David Altshuler, M.S.
(305) 978-8917 | [email protected]

Resilience

One of my ultra-marathon buddies said: “I’ve always believed that I can win any race if the event is long enough. I’m never going to be the fastest and I’m never going to be the strongest, but I believe I can keep putting one foot in front of the other longer than anyone else.”

Where does resilience of this depth come from?

I’ll give an example from a well-known novella. For those of you who were not ninth graders in my English class when I started teaching in 1978, here is a synopsis of The Old Man and the Sea: Santiago, an elderly and desperately poor fisherman, has not caught a fish in three months. Hungry and alone he sails hours and hours off the coast of his small village in Cuba, believing that his luck will change with increased risk. Indeed after hours alone drifting in the gulf stream, he hooks the fish of a lifetime-an enormous, magnificent marlin. If he can land this fish, he will not only have enough money for food, he will also be known as the bravest and toughest-true encomiums in Hemingway’s masculine world.

An epic encounter ensues, man against nature. Santiago battles the marlin, holding on to ropes until his hands bleed. Hours turn into days as the glorious animal fights for his life. Fatigued, at the end of his strength, and dehydrated to the point of delirium, Santiago triumphs. The fish is his. Santiago lashes the fish to the side of his small skiff and begins the journey back to the island.

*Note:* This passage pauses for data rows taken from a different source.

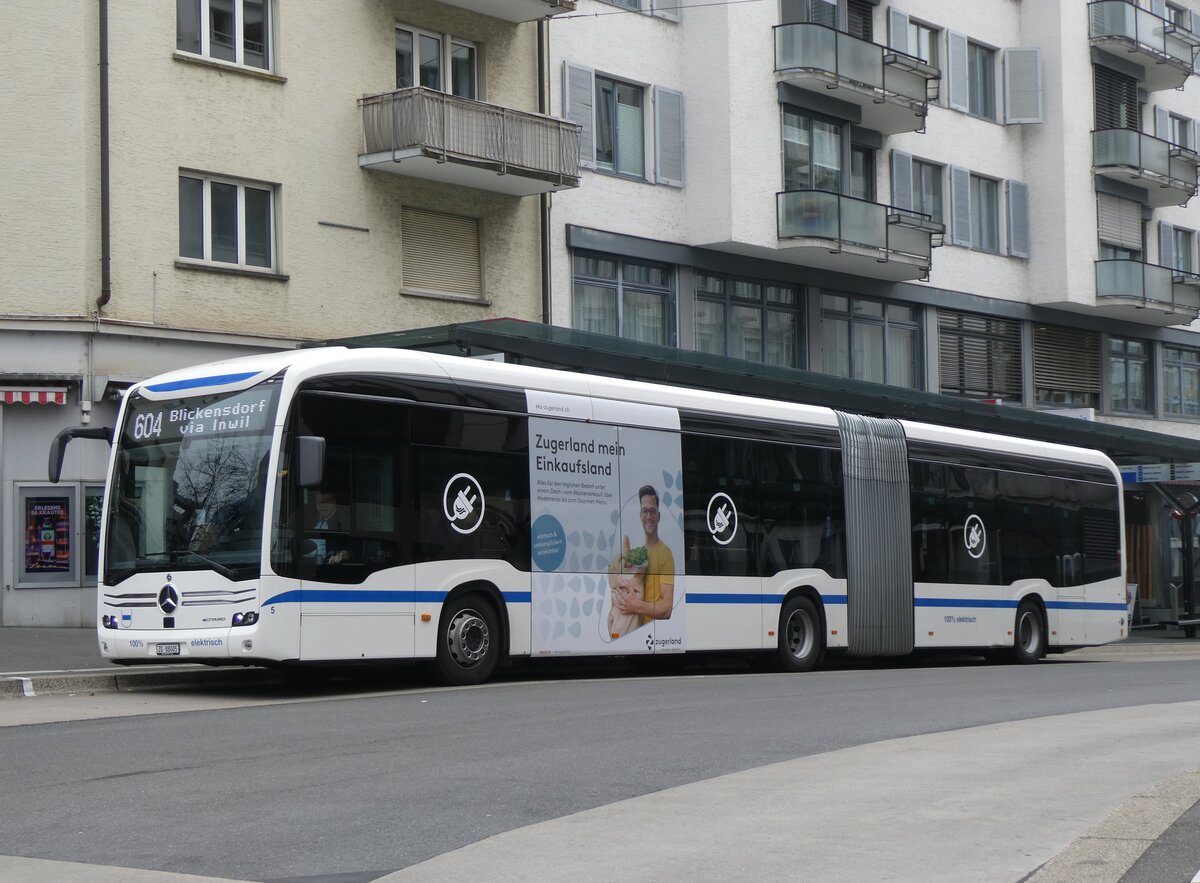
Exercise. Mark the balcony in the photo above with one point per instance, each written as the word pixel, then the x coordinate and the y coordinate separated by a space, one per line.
pixel 426 133
pixel 515 10
pixel 1165 50
pixel 1167 170
pixel 852 235
pixel 892 89
pixel 1132 290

Which is where the real trouble begins.

Because in the night, his prize marlin is attached by sharks.

With only a knife attached to an oar, Santiago kills shark after ravenous shark. When the knife breaks, Santiago protects his fish by beating sharks to death with the damaged oar. Even when the oar is lost, Santiago continues to fight the sharks.

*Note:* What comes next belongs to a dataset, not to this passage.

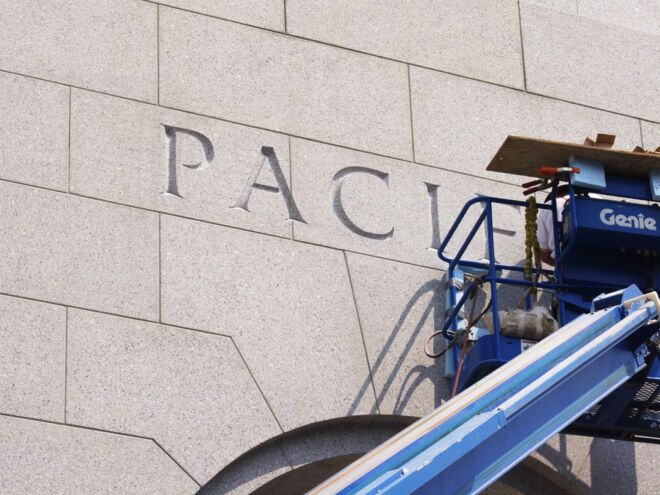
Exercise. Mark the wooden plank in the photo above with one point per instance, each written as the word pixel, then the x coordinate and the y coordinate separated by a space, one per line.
pixel 524 156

But the sharks are too many and too relentless. In the fullness of time, the sharks have eaten every ounce of flesh from what was once the most extraordinary fish ever caught in the Caribbean. Santiago returns to his village half dead from hunger and fatigue. Carrying the mast of his boat up the beach to his shack, he has to stop five times. Bloodied but unbroken, he sleeps.

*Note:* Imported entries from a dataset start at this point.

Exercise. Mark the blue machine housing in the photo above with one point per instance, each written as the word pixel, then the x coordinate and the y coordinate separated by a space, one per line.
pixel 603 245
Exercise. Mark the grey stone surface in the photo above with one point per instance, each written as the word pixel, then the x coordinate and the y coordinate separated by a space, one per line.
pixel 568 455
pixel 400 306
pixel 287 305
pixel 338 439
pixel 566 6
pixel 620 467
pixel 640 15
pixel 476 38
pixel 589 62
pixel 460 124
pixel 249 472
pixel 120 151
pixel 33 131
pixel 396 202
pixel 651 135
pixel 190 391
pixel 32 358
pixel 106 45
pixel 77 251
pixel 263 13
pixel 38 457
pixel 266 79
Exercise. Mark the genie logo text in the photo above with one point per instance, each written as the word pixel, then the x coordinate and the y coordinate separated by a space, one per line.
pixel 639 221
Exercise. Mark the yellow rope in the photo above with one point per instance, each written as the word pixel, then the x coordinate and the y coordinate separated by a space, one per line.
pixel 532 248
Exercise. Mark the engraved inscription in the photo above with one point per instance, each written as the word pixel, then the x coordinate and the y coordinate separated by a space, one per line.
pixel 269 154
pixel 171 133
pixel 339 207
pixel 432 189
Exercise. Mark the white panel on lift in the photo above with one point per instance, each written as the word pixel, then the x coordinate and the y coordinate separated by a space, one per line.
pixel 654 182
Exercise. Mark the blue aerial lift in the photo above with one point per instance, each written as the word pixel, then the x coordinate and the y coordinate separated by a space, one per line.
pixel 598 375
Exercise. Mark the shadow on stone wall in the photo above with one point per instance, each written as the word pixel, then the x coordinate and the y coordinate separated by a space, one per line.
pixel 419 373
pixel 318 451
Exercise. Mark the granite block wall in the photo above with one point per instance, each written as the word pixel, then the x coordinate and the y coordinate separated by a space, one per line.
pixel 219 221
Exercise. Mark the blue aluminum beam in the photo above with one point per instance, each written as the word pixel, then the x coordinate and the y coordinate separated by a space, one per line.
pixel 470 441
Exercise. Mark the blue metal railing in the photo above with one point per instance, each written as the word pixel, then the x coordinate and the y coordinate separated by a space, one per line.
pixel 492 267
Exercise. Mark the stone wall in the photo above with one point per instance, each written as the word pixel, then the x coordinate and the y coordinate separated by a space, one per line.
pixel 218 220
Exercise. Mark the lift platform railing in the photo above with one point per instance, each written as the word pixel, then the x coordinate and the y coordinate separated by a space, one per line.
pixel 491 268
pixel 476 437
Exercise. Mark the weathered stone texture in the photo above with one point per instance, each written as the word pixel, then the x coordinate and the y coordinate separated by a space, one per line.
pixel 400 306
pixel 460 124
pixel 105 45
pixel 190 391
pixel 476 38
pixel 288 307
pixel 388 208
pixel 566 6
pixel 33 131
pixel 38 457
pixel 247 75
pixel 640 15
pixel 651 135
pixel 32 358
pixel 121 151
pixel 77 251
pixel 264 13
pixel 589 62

From the last page of the novel:

That afternoon there was a party of tourists at the Terrace and looking down in the water among the empty beer cans and dead barracudas a woman saw a great long white spine with a huge tail at the end that lifted and swung with the tide while the east wind blew a heavy steady sea outside the entrance to the harbour.

“What’s that?” she asked a waiter and pointed to the long backbone of the great fish that was now just garbage waiting to go out with the tide.

“Tiburon,” the waiter said. “Shark.” He was meaning to explain what had happened.

“I didn’t know sharks had such handsome, beautifully formed tails.”

“I didn’t either,” her male companion said.

In other words, they don’t get it.

The tourists don’t understand. They don’t understand the nature of Santiago’s epic struggle; they don’t understand the dignity of hard work; they don’t understand that even in abject defeat, Santiago is not defined by his hunger nor by his poverty. They don’t understand that his triumph is magnificent and real, even if no one witnessed it or knows about it.

Which brings me–“finally” you could well say–to my thoughts about parenting for this week: it’s okay if no one understands how you’re raising your kids. It’s okay if nobody else gets it.

If you’re trying to raise resilient kids, you may have to go against the popular culture that encourages you to buy meaningless baubles for your children. If you’re trying to raise kids who don’t give up, you may have to go strike out against your neighbors who succumb to their children’s every whine.

If all the other parents say “okay” to an invitation to take second graders to a birthday party at Dandy Bear in a limousine, you can say, “no, thank you.” If all the other parents are watching reality shows with their kids, you can say, “We don’t watch that.” And if all the other parents allow their children to play video games, you can stand up and say, “In our home, we have a no-screen policy.”

There may be rumbles and grumbles at first. There may even be that kid down the block who doesn’t want to come over to your house if he can’t play video games. (It might be argued that this would not be an insurmountable loss.)

You don’t need anyone else’s understanding or permission regarding how to bring up your kids. And doesn’t that sound like the first step in raising resilient children who can stand up for themselves?